Então, vistas estas características, a
flexibilidade temporal escolar de que trata o pressuposto possui
maiores chances de serem efetivas para os Surdocegos que possuem as
condições primárias para serem
incluídos em escolas regulares.
O Artigo 10 da mesma lei também merece
atenção, pois, destaca que:
“Os alunos que apresentam necessidades educacionais especiais
e requeiram atenção individualizada nas
atividades da vida autônoma e social, ajudas e apoios
intensos e contínuos, bem como
adaptações curriculares tão
significativas que a escola comum não consiga promover,
podem ser atendidos, em caráter extraordinário,
em escolas especiais, públicas ou privadas, atendimento esse
complementado, sempre que necessário e de maneira articulada
por serviços de saúde, trabalho e
assistência social”.
Analisando este artigo, é inegável a grandiosa
assistência que dispensa aqueles portadores de
deficiência que necessitam de apoio individualizado, intensos
e contínuos, como é o caso dos portadores de
Surdocegueira pré-lingüística.
Para o Surdocego pré-lingüístico, existe
a necessidade do trabalho individualizado, com intensidade e
continuidade variadas, respeitando as diferenças de cada um.
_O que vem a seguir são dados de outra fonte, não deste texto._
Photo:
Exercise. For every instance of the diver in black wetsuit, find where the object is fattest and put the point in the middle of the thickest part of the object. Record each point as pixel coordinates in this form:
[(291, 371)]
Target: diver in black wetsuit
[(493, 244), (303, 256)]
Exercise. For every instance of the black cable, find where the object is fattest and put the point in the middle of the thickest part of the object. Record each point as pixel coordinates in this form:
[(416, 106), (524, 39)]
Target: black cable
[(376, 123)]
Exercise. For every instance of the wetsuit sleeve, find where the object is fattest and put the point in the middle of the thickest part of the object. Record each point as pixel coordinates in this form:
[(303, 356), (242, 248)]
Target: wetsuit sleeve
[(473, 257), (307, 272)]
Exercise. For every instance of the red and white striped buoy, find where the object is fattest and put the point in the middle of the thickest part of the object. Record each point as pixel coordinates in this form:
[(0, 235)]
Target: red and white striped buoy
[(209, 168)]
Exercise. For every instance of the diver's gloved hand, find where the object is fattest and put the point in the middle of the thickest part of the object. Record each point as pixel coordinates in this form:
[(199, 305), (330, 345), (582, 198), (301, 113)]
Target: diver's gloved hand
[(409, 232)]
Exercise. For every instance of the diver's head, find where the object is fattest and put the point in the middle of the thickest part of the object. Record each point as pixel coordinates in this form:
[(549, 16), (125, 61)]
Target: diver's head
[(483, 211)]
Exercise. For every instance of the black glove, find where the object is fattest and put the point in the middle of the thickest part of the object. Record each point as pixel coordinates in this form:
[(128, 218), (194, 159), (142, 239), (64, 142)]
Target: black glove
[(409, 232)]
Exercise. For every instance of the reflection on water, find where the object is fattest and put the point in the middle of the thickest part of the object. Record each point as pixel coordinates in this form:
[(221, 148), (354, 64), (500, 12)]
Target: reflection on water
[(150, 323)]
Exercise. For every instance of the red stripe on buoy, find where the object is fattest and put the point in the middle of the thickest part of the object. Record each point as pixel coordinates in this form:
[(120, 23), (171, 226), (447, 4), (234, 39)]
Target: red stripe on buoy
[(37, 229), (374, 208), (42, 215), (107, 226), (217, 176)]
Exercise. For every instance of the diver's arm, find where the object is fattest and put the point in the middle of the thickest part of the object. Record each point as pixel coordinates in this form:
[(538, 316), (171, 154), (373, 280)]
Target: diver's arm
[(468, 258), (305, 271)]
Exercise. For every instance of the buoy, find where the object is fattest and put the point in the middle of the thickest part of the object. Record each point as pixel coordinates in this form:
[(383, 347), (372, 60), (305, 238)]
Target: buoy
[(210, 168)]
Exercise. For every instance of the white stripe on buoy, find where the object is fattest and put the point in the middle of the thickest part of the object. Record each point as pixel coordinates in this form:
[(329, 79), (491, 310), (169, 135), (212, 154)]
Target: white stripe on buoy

Com estes indivíduos Surdocegos, o trabalho desenvolve-se de
“um para um” (um professor para cada um educando)
tornando-se praticamente impossível do ponto de vista
prático-metodológico o contrário.
O Artigo 12, inciso 2ºdescreve que:
“Deve ser assegurada, no processo educativo de alunos que
apresentam dificuldades de comunicação e
sinalização diferenciadas dos demais educandos, a
acessibilidade aos conteúdos curriculares, mediante a
utilização de linguagens e códigos
aplicáveis, como o sistema Braille e a língua de
sinais, sem prejuízo do aprendizado da língua
portuguesa, facultando-lhes e as suas famílias a
opção pela abordagem pedagógica que
julgarem adequada, ouvidos os profissionais especializados em cada
caso.”
Nesse artigo, fica assegurado ao portador de Surdocegueira,
principalmente a pós-linguística, acesso aos
conteúdos curriculares mediante
utilização de recursos e
adaptações comunicativas que lhes assegurem
funcionalidade acadêmica.
Neste sentido, podemos destacar que, além dos
métodos comumente conhecidos, como Braille e
Língua de Sinais, seriam aceitos e respeitados outros
métodos e adaptações
próprias à Surdocegueira, como o alfabeto
digital, língua de sinais adaptada, Braille
táctil, escritas na mão etc.
Além disso, é claro, o acesso a um
guia-intérprete compreendido como recurso comunicativo, pois
se tratando de Surdocegos, por mais que a intelectualidade esteja
preservada e sendo este lingüisticamente apto a
várias formas de comunicação,
é imprescindível o acompanhamento de um
profissional habilitado em guia-interpretação
para que o processo ensino-aprendizagem se efetive.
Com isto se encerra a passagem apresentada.